The greater the deterioration , the smaller the probability that it will be replaced by a worse one . Because it is a monotonically decreasing sequence, the probability also decreases more and more during a program run. The process behaves more and more like a mountaineering algorithm with decreasing amount . ${\ displaystyle \ exp \ left (- {\ frac {f (y) -f (x)} {T_ {t}}} \ right)}$${\ displaystyle x}$${\ displaystyle y}$${\ displaystyle f (y) -f (x)}$${\ displaystyle T_ {t}}$${\ displaystyle T_ {t}}$

How a neighbor should be chosen depends on the problem at hand. In computer science, is often the value range and is called bit - vector considered. A neighbor of can then e.g. B. can be generated by flipping (inverting) one or a few bits (see Wegener 2005). ${\ displaystyle y \ in U (x)}$${\ displaystyle D = \ {0.1 \} ^ {n}}$${\ displaystyle x = (x_ {1}, x_ {2}, \ dotsc, x_ {n})}$${\ displaystyle y}$${\ displaystyle x}$

Various termination conditions are conceivable. For example, only a maximum number of runs is allowed, sufficient fitness is defined, a lower limit for cooling is defined, or a number of points in time are defined over which no further changes have been made. ${\ displaystyle t}$${\ displaystyle x _ {\ mathrm {approx}}}$

### Graphic clarification

Graphic representation of a landscape in which a global minimum is to be found.
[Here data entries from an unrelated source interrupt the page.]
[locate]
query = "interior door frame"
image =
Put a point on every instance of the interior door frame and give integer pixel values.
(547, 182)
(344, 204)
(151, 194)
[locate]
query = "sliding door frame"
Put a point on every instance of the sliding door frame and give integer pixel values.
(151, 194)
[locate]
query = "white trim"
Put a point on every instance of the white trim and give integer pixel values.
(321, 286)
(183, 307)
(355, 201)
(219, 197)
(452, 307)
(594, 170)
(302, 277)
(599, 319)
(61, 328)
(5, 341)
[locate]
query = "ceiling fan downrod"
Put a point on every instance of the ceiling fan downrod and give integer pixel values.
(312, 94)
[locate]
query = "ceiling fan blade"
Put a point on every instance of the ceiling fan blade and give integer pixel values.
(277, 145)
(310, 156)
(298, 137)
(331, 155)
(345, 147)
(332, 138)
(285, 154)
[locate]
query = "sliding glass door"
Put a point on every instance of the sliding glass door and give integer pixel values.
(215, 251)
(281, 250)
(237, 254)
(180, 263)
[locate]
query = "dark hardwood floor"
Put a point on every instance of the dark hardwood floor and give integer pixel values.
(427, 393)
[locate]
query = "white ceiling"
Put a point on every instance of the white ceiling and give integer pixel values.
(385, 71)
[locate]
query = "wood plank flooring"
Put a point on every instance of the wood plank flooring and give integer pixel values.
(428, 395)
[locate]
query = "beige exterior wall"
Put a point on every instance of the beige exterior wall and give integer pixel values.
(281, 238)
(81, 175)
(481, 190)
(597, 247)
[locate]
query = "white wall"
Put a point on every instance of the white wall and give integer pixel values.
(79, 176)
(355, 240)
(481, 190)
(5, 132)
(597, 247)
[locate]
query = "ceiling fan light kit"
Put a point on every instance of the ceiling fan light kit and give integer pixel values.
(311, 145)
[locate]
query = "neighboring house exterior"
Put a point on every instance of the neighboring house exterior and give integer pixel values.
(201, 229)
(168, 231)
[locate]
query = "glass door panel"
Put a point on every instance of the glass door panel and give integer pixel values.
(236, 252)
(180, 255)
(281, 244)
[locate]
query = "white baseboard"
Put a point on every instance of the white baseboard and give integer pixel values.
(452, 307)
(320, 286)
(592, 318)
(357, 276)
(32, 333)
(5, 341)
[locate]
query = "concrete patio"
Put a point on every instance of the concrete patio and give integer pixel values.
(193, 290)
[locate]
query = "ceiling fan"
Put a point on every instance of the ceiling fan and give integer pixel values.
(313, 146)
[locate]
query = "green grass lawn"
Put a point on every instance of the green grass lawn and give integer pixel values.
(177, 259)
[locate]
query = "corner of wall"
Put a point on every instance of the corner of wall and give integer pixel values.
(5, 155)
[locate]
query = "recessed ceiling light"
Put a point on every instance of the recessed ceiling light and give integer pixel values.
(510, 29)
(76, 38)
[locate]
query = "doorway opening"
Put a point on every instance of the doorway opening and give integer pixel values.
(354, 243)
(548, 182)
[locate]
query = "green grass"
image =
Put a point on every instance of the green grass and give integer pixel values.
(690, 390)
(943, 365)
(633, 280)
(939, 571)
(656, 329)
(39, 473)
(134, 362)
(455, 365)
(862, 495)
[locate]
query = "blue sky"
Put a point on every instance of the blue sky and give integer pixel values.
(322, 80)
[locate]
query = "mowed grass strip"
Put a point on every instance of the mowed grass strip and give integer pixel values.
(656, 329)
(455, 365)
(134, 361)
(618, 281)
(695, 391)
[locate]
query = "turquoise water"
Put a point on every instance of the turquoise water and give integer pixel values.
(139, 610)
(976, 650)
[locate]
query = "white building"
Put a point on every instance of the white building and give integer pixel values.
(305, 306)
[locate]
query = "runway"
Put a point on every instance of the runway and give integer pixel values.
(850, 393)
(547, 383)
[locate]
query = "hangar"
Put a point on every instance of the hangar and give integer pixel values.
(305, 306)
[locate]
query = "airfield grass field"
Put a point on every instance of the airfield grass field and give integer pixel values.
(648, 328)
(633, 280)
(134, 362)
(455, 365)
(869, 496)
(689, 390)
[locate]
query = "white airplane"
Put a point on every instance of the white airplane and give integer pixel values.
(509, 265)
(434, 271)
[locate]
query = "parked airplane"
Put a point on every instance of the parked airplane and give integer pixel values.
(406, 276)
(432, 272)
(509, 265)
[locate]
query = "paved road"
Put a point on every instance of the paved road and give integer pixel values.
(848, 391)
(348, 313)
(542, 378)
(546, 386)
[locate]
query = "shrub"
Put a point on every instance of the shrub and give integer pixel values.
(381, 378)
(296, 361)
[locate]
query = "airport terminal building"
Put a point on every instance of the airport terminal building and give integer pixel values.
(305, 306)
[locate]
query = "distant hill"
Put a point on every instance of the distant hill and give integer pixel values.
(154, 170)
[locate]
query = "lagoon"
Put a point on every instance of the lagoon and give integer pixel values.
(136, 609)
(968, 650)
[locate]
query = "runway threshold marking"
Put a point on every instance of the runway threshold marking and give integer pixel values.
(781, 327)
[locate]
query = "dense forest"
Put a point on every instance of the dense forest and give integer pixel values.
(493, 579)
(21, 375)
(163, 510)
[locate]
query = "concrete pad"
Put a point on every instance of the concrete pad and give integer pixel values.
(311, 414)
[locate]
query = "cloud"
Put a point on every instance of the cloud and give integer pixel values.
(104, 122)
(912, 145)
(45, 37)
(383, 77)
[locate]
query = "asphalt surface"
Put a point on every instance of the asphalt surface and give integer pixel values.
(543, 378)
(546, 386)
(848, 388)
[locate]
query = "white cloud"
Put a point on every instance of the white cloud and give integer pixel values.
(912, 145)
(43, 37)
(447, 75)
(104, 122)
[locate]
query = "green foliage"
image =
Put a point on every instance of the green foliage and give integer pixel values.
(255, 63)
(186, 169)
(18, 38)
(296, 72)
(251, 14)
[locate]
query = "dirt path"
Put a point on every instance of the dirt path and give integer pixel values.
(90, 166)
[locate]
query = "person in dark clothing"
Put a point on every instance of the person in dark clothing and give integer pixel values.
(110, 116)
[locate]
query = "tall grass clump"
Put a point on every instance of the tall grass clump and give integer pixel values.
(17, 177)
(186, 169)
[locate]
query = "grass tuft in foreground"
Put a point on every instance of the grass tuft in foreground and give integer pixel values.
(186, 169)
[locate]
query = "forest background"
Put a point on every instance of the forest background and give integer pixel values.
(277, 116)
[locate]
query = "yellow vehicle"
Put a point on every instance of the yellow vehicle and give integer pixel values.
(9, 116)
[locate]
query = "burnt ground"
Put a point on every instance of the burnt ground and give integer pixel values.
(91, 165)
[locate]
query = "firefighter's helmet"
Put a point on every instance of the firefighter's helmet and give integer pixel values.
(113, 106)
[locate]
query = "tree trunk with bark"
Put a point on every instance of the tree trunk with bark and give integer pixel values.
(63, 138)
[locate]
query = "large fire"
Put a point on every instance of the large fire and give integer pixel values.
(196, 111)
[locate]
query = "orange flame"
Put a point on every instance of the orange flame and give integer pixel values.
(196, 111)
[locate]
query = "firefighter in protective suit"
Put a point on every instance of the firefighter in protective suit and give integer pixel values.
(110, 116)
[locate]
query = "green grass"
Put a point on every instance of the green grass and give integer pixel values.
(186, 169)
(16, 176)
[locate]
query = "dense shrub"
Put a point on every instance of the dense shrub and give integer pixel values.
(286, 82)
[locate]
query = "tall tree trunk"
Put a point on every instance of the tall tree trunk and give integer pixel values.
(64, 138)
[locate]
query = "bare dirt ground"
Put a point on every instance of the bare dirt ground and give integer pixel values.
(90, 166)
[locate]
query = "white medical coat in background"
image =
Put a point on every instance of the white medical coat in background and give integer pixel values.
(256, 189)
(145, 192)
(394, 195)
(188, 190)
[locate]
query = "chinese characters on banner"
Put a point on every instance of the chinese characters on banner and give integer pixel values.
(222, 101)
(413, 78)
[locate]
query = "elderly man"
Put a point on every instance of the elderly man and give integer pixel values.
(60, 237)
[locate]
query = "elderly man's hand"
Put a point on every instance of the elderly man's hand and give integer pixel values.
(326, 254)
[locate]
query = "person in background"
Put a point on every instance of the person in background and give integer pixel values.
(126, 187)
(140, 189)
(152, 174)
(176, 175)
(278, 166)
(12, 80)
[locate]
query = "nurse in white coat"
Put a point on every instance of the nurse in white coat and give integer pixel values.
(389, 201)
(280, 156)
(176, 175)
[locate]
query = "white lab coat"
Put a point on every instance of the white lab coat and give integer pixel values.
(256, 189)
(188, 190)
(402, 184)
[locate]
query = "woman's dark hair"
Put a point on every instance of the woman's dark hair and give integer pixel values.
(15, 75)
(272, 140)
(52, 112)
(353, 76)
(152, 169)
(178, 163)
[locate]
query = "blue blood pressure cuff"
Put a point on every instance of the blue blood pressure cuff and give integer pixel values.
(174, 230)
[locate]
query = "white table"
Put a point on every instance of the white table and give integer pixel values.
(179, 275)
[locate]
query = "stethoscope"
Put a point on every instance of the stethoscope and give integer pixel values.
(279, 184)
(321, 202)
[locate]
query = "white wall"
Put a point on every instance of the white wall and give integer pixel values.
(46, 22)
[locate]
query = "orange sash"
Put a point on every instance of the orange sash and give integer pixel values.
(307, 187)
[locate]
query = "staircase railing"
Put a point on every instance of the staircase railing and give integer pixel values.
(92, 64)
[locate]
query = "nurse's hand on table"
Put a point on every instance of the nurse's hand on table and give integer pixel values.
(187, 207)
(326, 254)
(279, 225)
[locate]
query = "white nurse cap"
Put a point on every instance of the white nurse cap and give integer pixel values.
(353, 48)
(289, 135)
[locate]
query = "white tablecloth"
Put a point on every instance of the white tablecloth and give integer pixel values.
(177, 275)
The idea of ​​simulated cooling can be illustrated graphically.

Suppose you are looking for the (global) lowest point in a two-dimensional landscape. The landscape itself consists of many dents of different depths. The simple search strategy (search for the next lowest point) corresponds to the behavior of a ball that is exposed in this landscape. It rolls to the nearest local minimum and stays there. During the simulated cooling, the ball is repeatedly given an impact that becomes weaker as the "cooling" increases. This is ideally strong enough to remove the ball from a shallow dent (local minimum), but not enough to escape from the global minimum.

Simulated annealing in the search for a maximum. The numerous local maxima are quickly abandoned again by the strong noise movement of the temperature simulation when the "temperature" is still high. The global maximum is reliably found, however, since the falling “temperature” value is no longer sufficient to leave it at the end. This gives better results than a simple mountaineering algorithm .

## literature

• Ingo Wegener : Simulated Annealing Beats Metropolis in Combinatorial Optimization . In: Lecture Notes in Computer Science . tape 3580 . Springer, Berlin / Heidelberg 2005, ISBN 978-3-540-27580-0 , pp. 589–601 , doi : 10.1007 / 11523468 (For a problem that is easy to describe, it is shown that, regardless of the temperature, the simulated cooling is more efficient than the Metropolis algorithm .).